Como numa luta de boxe, num debate eleitoral todo mundo apanha. Alguém somente vence inequivocamente quando o adversário vai a nocaute. Quando isso não acontece, a decisão é por pontos, depende dos jurados, e nem sempre corresponde ao gosto do público.
No plano das subjetividades, diria que o Bolsonaro entrou no debate em desvantagem por causa do “pintou um clima” no caso das jovens refugiadas venezuelanas que visitou. O assunto virou meme petista nas redes sociais e deixou o presidente na berlinda durante o fim de semana. Entretanto, a decisão do presidente do Tribunal Superior Eleitoral (TSE), Alexandre de Moraes, mandando tirar do ar a live do presidente que relatava o caso, por ter sido descontextualizada, resgatou Bolsonaro do canto do ringue. Foi como se o juiz interrompesse a luta por causa de um golpe sujo.
Na troca de socos, Lula manteve a ofensiva no caso da pandemia, responsabilizando o presidente pelas mortes que poderiam ter sido evitadas se o seu negacionismno não tivesse atrasado a compra das vacinas. Mas isso não foi suficiente para abater Bolsonaro, até porque sua falta de empatia com as vítimas também serve de couraça para que esse assunto não abata o seu ânimo.
Mesmo em desvantagem nas pesquisas de opinião, na campanha eleitoral, em nenhum momento, Bolsonaro se sentiu espiritualmente derrotado. Passou à ofensiva num tema em que o petista tem revelado muita dificuldade de se defender: o escândalo da Petrobras. Lula não respondeu à altura e ainda gastou o tempo que tinha desnecessariamente, deixando o presidente em grande vantagem ao final do bloco, porque falou por último, com tempo de sobra.
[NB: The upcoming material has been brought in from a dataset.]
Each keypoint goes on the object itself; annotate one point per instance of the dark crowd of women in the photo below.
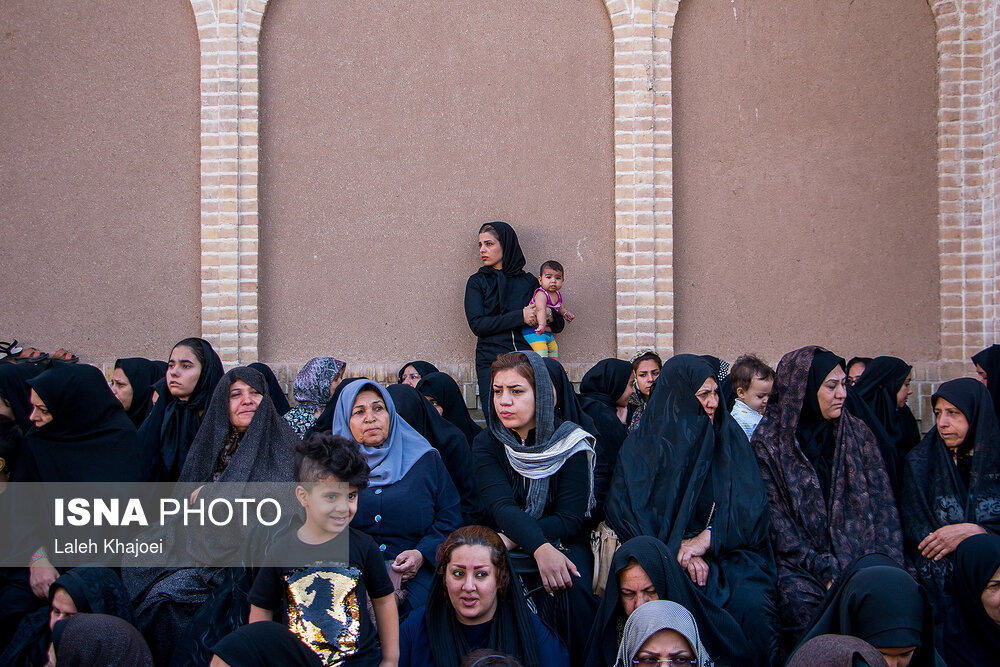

Esses dois momentos influenciaram muito as opiniões dos analistas.
Mas como reagiram os eleitores? Quem tentou responder essa pergunta foi a AtlasIntel, empresa de pesquisas que se destacou por ter o melhor desempenho do primeiro turno. Usou um recurso que as campanhas utilizam para avaliar os debates: pesquisas qualitativas. A AtlasIntel ouviu 100 eleitores que não votaram em Lula ou Bolsonaro. A maioria (54%) considera que Lula ganhou o debate, 32% acham que foi Bolsonaro e 14% não souberam responder.
A maioria dos eleitores que votaram em Simone Tebet (60%), Ciro Gomes (60%), outros candidatos (50%), branco/nulo (57%) e também não votaram (57%), em nove grupos, concorda que Lula venceu o debate. Os grupos focais foram formados em Paraná/Santa Catarina, Rio Grande do Sul, Rio de Janeiro, São Paulo, Minas Gerais, Tocantins, Bahia, Acre e Mato Grosso/Mato Grosso do Sul. Esse tipo de estudo, porém, não tem valor estatístico para avaliar a opinião da população. É um instrumento para avaliar tendências e informar análises, como essa aqui.
Rejeição
A disputa política do segundo turno está se dando em torno de quatro grandes temas: a situação da economia, os serviços prestados à população, a ética na política e a questão democrática. O debate não é programático, voltado para o futuro imediato e/ou o programa do novo governo. O debate está ancorado no passado, nos governos Lula e Dilma Rousseff e no primeiro mandato de Bolsonaro. Mira a rejeição dos candidatos, que manteve a polarização e certamente decidirá a eleição.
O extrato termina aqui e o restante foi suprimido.